Oggi dichiara oltre 7 milioni di utenti, 650+ crypto e 10.000+ azioni/ETF disponibili.

Per capire subito se è la piattaforma giusta, confrontare Bitpanda con Finst, Kraken e Binance in termini di costi, strumenti disponibili e semplicità d’uso.

Pro e contro di Bitpanda

Pro

  • Regolamentazione affidabile
  • Enorme varietà di servizi e prodotti per l'investitore
  • Possibilità di investire in asset di diversi tipi su un'unica piattaforma
  • Ottenimento di rendimento/interessi passivi tramite piano di risparmio e staking

Contro

  • Non ha un fondo di garanzia
  • Le commissioni sono alte rispetto alla concorrenza
  • I rendimenti o le ricompense offerte (cashback della carta, rendimenti dello staking, ecc.) non sono i più generosi del mercato
  • Non offre assistenza clienti telefonica

Cos’è Bitpanda e per chi è adatta

Bitpanda è una delle maggiori piattaforme di trading per criptovalute in Europa. È stata fondata alla fine del 2014 da Eric Demuth, Paul Klanschek e Christian Trummer, e ad oggi ha più di 7 milioni di utenti.

L’ultima valutazione ampiamente riportata (round 2021) è stata nell’ordine di circa 4,1 miliardi di dollari, il che la rende uno dei unicorni europei con maggiore crescita (startup che non sono quotate in borsa e con una valutazione superiore al miliardo.

In questo modo, la piattaforma unisce le funzionalità 2 in 1: exchange di criptovalute e broker allo stesso tempo, in cui si possono ottenere criptovalute, criptoindici (li spiegheremo più avanti nell'articolo), azioni, ETF e persino materie prime.

In pratica è una soluzione comoda se ti interessa:

  • acquistare crypto in modo semplice (interfaccia retail “broker-like”);
  • usare prodotti “pacchettizzati” (Crypto Index, piani di risparmio);
  • affiancare crypto e mercati tradizionali nello stesso posto (con i limiti tipici dei prodotti derivati su azioni/ETF).

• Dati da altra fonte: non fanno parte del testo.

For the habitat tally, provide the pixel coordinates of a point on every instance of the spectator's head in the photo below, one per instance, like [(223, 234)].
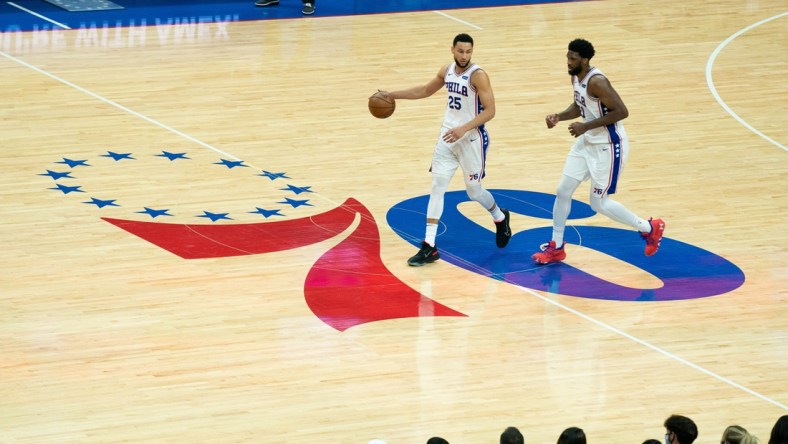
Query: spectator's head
[(572, 435), (512, 436), (737, 435), (680, 430), (780, 431)]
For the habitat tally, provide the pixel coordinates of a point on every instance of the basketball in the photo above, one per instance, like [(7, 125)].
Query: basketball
[(381, 105)]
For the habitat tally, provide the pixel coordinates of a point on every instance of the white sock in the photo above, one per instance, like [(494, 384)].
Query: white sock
[(432, 231)]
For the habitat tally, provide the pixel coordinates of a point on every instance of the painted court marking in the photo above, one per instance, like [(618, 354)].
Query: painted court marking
[(457, 20), (709, 80), (38, 15), (533, 293)]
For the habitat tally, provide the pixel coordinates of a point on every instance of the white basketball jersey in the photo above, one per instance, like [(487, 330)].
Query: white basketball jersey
[(592, 108), (464, 103)]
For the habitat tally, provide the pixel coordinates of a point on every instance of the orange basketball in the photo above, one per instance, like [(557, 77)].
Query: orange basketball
[(381, 105)]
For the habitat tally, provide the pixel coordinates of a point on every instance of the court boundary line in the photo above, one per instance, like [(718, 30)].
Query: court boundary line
[(457, 20), (710, 81), (39, 15), (527, 290), (653, 347)]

Caratteristiche principali

caratteristiche principali di bitpanda

Regolamentazione e sicurezza

Sul piano regolatorio, Bitpanda ha ottenuto un’autorizzazione MiCAR da parte della FMA austriaca (aprile 2025), con l’obiettivo di operare in UE tramite “passaporto” normativo.
Per l’Italia, Bitpanda ha inoltre comunicato la registrazione come VASP presso l’OAM (registro operatori valute virtuali), elemento rilevante per l’operatività e gli obblighi AML sul territorio.

Sul fronte “sicurezza operativa”, Bitpanda evidenzia la custodia in cold storage per diverse componenti/soluzioni (ad esempio per i Crypto Index) e una forte impronta di compliance UE.

Strumenti di investimento di Bitpanda

Bitpanda nasce con un’idea semplice: riunire in un’unica piattaforma più strumenti d’investimento, così da passare dalla gestione della liquidità all’acquisto di crypto, fino a prodotti “pronti” come indici e piani di accumulo.

Il vantaggio è l’esperienza d’uso lineare (soprattutto da app); il punto da tenere a mente è che costi, modalità di negoziazione e rischi cambiano molto a seconda del servizio scelto.

Per orientarti, puoi pensare ai servizi come faccio io, dividendoli in tre blocchi:

  • Operatività “core”: comprare/vendere asset (crypto e altri strumenti disponibili in piattaforma).
  • Automazione e rendimento: piani di risparmio, staking/earn, remunerazione della liquidità.
  • Funzioni accessorie: card, spotlight/launchpad, academy.

Di seguito trovi i servizi principali spiegati in modo pratico, con cosa aspettarti e a cosa fare attenzione.

Criptovalute: acquisto, vendita e gestione del portafoglio

Sul fronte crypto, Bitpanda indica un catalogo di 650+ criptovalute acquistabili e scambiabili direttamente da app.

La sezione crypto, infatti, è il cuore della piattaforma: consente di comprare, vendere e scambiare criptovalute in pochi passaggi, con importi anche contenuti e un’interfaccia pensata per chi non vuole partire da un order book. In pratica, questo significa velocità e semplicità, ma anche la necessità di controllare sempre il riepilogo dell’ordine prima di confermare: su molte piattaforme “retail” una parte del costo è incorporata nel prezzo (spread/premium) e varia in base alla liquidità dell’asset e alle condizioni di mercato.

Suggerimenti utili:

  • per il primo acquisto, fare una prova con importo ridotto e verificare prezzo finale e commissioni nel riepilogo;
  • preferire asset con maggiore liquidità se l’obiettivo è ridurre lo spread;
  • impostare regole base di sicurezza (2FA, whitelist, controllo dispositivi) prima di movimentare cifre importanti.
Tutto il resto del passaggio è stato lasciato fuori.